Gaussian Processes and Fast Matrix-Vector Multiplies

Iain Murray, 2009.

Gaussian processes (GPs) provide a flexible framework for probabilistic regression. The necessary computations involve standard matrix operations. There have been several attempts to accelerate these operations based on fast kernel matrix-vector multiplications. By focussing on the simplest GP computation, corresponding to test-time predictions in kernel ridge regression, we conclude that simple approximations based on clusterings in a kd-tree can never work well for simple regression problems. Analytical expansions can provide speedups, but current implementations are limited to the squared-exponential kernel and low-dimensional problems. We discuss future directions.

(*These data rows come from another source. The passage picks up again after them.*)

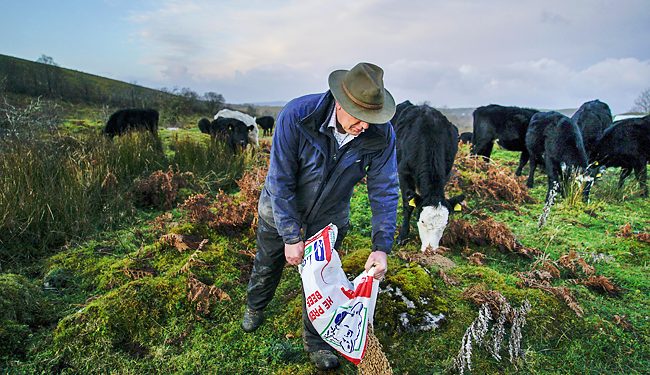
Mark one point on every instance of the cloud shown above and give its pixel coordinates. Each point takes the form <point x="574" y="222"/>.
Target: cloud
<point x="548" y="54"/>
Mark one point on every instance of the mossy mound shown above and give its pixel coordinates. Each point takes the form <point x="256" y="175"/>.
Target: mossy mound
<point x="23" y="306"/>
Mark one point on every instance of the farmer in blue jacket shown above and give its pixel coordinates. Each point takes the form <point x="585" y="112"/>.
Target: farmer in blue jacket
<point x="323" y="145"/>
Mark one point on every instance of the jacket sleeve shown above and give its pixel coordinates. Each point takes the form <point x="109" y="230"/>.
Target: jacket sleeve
<point x="282" y="177"/>
<point x="383" y="194"/>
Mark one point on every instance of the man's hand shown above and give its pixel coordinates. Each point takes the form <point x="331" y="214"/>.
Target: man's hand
<point x="293" y="253"/>
<point x="377" y="259"/>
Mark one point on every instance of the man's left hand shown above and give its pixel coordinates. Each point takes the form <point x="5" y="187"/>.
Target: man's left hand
<point x="378" y="259"/>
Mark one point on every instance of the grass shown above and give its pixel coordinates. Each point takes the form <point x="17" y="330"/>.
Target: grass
<point x="118" y="301"/>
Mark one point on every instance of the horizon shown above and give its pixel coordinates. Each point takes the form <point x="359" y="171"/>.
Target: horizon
<point x="460" y="54"/>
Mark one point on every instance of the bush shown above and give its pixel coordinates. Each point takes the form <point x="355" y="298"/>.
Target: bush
<point x="22" y="305"/>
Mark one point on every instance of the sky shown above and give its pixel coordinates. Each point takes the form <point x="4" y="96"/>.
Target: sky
<point x="551" y="54"/>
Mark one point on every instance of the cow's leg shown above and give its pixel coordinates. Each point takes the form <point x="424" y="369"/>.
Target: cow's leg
<point x="553" y="179"/>
<point x="531" y="172"/>
<point x="641" y="174"/>
<point x="624" y="173"/>
<point x="523" y="159"/>
<point x="408" y="192"/>
<point x="484" y="149"/>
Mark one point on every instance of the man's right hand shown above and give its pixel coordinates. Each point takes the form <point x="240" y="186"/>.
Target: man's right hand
<point x="293" y="253"/>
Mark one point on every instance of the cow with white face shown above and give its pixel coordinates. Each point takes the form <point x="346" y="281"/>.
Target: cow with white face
<point x="248" y="120"/>
<point x="431" y="224"/>
<point x="426" y="147"/>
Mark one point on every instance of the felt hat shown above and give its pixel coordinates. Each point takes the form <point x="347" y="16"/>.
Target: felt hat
<point x="361" y="93"/>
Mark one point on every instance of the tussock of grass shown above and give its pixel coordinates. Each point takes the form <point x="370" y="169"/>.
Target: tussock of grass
<point x="167" y="294"/>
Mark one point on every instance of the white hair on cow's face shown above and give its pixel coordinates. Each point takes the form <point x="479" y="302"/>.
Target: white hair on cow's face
<point x="253" y="135"/>
<point x="431" y="224"/>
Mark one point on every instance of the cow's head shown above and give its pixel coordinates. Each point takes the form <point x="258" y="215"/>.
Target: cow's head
<point x="433" y="220"/>
<point x="237" y="134"/>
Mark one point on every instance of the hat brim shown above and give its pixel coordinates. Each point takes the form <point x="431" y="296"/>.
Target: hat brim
<point x="371" y="116"/>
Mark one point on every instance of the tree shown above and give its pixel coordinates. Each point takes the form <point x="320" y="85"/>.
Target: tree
<point x="214" y="102"/>
<point x="51" y="75"/>
<point x="642" y="103"/>
<point x="45" y="59"/>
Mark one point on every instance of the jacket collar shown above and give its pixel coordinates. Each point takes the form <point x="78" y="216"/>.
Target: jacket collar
<point x="374" y="138"/>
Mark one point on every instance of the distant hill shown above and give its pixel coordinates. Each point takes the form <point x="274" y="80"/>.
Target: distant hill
<point x="25" y="77"/>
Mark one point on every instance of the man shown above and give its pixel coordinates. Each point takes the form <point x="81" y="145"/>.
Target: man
<point x="323" y="145"/>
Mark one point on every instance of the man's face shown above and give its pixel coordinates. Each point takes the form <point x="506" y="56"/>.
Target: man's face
<point x="351" y="125"/>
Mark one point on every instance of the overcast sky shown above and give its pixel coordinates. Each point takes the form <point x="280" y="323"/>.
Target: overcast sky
<point x="547" y="54"/>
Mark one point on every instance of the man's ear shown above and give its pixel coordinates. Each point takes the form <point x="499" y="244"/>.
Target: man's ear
<point x="453" y="204"/>
<point x="413" y="199"/>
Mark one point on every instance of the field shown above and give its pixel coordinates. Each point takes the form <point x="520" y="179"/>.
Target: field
<point x="146" y="271"/>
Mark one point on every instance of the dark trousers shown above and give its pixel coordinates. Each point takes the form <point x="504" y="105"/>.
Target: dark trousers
<point x="265" y="277"/>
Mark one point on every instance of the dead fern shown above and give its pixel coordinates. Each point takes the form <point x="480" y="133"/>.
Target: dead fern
<point x="576" y="264"/>
<point x="427" y="258"/>
<point x="160" y="189"/>
<point x="494" y="313"/>
<point x="623" y="322"/>
<point x="541" y="280"/>
<point x="448" y="279"/>
<point x="160" y="222"/>
<point x="484" y="232"/>
<point x="626" y="231"/>
<point x="197" y="208"/>
<point x="135" y="274"/>
<point x="236" y="213"/>
<point x="476" y="259"/>
<point x="374" y="360"/>
<point x="600" y="284"/>
<point x="193" y="260"/>
<point x="182" y="242"/>
<point x="488" y="181"/>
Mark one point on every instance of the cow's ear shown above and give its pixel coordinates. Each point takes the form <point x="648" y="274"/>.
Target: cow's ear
<point x="453" y="204"/>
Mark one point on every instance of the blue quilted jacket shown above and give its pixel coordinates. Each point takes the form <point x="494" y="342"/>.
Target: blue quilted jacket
<point x="310" y="181"/>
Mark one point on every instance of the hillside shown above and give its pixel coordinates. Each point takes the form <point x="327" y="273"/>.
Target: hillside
<point x="159" y="286"/>
<point x="36" y="79"/>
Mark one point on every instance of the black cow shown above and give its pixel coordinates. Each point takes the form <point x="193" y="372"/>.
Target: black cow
<point x="398" y="111"/>
<point x="266" y="123"/>
<point x="626" y="144"/>
<point x="558" y="138"/>
<point x="132" y="119"/>
<point x="235" y="131"/>
<point x="465" y="137"/>
<point x="592" y="119"/>
<point x="426" y="147"/>
<point x="507" y="124"/>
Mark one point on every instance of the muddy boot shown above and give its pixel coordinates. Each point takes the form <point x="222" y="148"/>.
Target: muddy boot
<point x="324" y="359"/>
<point x="252" y="319"/>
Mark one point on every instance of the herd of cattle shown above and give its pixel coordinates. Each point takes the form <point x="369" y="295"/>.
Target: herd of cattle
<point x="427" y="143"/>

[PDF, DjVu, GoogleViewer, BibTeX]

Presented at the Numerical Mathematics in Machine Learning workshop at the 26th International Conference on Machine Learning (ICML 2009), Montreal, Canada. The talk, available online, covered slightly different material.

Related work carried out after this note was reported in a JMLR paper. Actually some work was done before this note, but getting negative results published is hard.

Since writing this note, some other promising approaches have appeared. The method of Ambikasaran et al. (2015) is available in George, and looks good for low-dimensional problems. Also Wang et al. (2019) seems to be a big step forwards, with demonstrations of some high-dimensional problems working in practice, and will be interesting to track.